Background: Symptomatic control and occasionally even tumor regression of functional neuroendocrine tumors (NET) of the gastroenteropancreatic (GEP) system can be achieved by somatostatin analogues. Assuming a dose-dependent antiproliferative effect of somatostatin analogues, we performed a study with the somatostatin analogue lanreotide in ultra-high dosages in patients with progressive, metastatic GEP NET.
Patients and methods: 30 patients with metastatic GEP NET, progressive during treatment with somatostatin analogues (< or =1.5 mg/day) and/or interferon-alpha, underwent ultra-high-dose lanreotide therapy (5 mg lanreotide s.c. three times a day). Tumor growth was evaluated every 3 months. Serum chromogranin A, serum serotonin as well as urinary 5-hydroxyindoleacetic acetic acid levels were also determined at 3-month intervals. In patients with functional tumors, tumor-related symptoms were documented.
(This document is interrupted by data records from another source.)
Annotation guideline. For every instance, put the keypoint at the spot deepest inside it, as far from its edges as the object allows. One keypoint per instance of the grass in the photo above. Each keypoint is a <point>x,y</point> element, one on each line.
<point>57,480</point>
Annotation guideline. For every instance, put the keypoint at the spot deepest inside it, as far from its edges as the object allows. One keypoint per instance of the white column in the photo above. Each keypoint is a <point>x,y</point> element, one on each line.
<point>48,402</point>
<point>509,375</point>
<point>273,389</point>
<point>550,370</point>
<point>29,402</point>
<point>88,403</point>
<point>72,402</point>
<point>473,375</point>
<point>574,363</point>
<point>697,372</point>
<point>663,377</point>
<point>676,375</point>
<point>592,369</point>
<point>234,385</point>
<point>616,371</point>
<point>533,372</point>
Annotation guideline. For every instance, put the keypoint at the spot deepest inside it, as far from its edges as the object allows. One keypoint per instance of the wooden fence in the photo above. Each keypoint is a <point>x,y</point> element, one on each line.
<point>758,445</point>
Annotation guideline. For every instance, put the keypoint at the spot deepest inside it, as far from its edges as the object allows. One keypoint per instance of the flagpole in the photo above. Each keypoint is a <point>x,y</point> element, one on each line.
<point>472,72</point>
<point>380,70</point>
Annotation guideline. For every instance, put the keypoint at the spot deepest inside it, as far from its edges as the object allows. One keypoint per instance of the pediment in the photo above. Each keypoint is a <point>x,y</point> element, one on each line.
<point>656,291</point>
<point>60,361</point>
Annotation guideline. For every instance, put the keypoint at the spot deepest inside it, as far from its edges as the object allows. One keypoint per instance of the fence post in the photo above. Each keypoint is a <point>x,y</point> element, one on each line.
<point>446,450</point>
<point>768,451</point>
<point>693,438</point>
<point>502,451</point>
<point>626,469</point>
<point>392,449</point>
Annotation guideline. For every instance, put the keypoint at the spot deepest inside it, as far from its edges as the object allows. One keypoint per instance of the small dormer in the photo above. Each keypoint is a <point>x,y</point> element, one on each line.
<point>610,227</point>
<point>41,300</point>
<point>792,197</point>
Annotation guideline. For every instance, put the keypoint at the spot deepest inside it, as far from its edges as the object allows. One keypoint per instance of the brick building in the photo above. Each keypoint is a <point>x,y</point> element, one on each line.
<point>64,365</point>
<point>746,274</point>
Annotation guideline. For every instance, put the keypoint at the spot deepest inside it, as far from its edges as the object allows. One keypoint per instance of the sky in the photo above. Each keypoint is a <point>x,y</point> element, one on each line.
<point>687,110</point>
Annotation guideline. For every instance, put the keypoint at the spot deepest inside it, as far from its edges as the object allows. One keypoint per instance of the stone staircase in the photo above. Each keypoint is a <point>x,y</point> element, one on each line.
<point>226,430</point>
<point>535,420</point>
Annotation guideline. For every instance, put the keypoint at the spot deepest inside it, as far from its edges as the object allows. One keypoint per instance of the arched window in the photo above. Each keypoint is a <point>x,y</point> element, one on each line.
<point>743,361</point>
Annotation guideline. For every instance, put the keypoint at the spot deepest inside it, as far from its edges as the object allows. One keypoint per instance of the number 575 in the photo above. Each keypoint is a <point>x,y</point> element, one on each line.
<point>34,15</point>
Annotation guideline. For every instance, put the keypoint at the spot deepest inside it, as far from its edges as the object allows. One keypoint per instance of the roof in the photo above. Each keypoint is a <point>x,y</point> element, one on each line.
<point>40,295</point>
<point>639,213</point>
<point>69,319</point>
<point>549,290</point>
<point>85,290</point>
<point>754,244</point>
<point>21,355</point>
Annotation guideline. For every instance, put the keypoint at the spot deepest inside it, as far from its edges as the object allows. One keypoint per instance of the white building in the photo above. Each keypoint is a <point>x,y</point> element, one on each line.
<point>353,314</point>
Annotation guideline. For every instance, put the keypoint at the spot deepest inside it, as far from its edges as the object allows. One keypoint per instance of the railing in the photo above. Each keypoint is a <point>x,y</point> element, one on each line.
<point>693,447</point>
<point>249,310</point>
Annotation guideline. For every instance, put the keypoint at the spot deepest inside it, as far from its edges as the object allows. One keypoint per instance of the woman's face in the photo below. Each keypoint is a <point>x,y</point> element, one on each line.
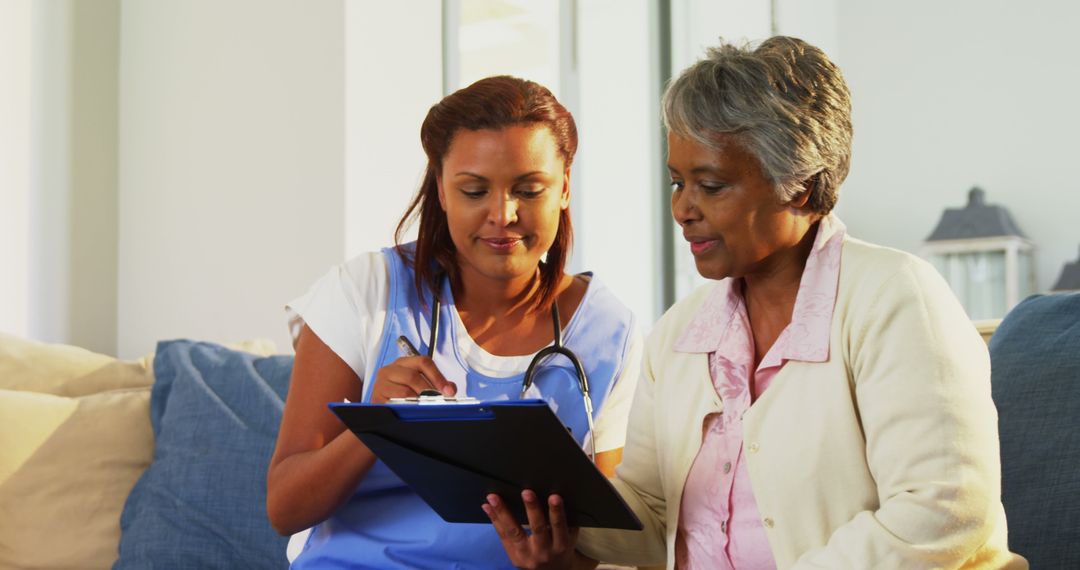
<point>729,212</point>
<point>502,192</point>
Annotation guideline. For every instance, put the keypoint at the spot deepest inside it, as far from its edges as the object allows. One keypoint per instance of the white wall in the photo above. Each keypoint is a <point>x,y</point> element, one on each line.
<point>618,123</point>
<point>15,95</point>
<point>231,172</point>
<point>950,95</point>
<point>50,145</point>
<point>393,75</point>
<point>93,161</point>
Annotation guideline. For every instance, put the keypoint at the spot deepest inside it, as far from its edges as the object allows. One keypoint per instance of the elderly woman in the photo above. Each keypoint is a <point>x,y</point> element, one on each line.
<point>825,403</point>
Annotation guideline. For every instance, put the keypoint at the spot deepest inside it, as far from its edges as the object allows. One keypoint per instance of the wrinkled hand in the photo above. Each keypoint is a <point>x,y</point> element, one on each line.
<point>407,377</point>
<point>551,542</point>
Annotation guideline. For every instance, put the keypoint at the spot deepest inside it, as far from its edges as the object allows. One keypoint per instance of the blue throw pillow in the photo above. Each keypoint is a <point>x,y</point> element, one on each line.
<point>202,502</point>
<point>1035,357</point>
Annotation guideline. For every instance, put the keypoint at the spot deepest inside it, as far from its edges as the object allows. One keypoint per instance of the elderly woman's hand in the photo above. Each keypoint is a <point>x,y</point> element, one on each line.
<point>550,544</point>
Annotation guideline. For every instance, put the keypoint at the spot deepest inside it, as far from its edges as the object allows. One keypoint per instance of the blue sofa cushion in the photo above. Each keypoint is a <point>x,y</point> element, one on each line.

Results: After a 1-year treatment period with ultra-high-dose lanreotide, 1 complete and 1 partial remission were observed in patients with functional midgut NET. Eleven patients had stable disease and 11 patients showed continuing tumor growth after 3-12 months of treatment. Symptoms decreased significantly during therapy.
Conclusions: Our data show that ultra-high-dose lanreotide treatment in patients with metastatic GEP NET can lead to control of both symptoms and proliferation in at least some patients refractory to conventional therapies.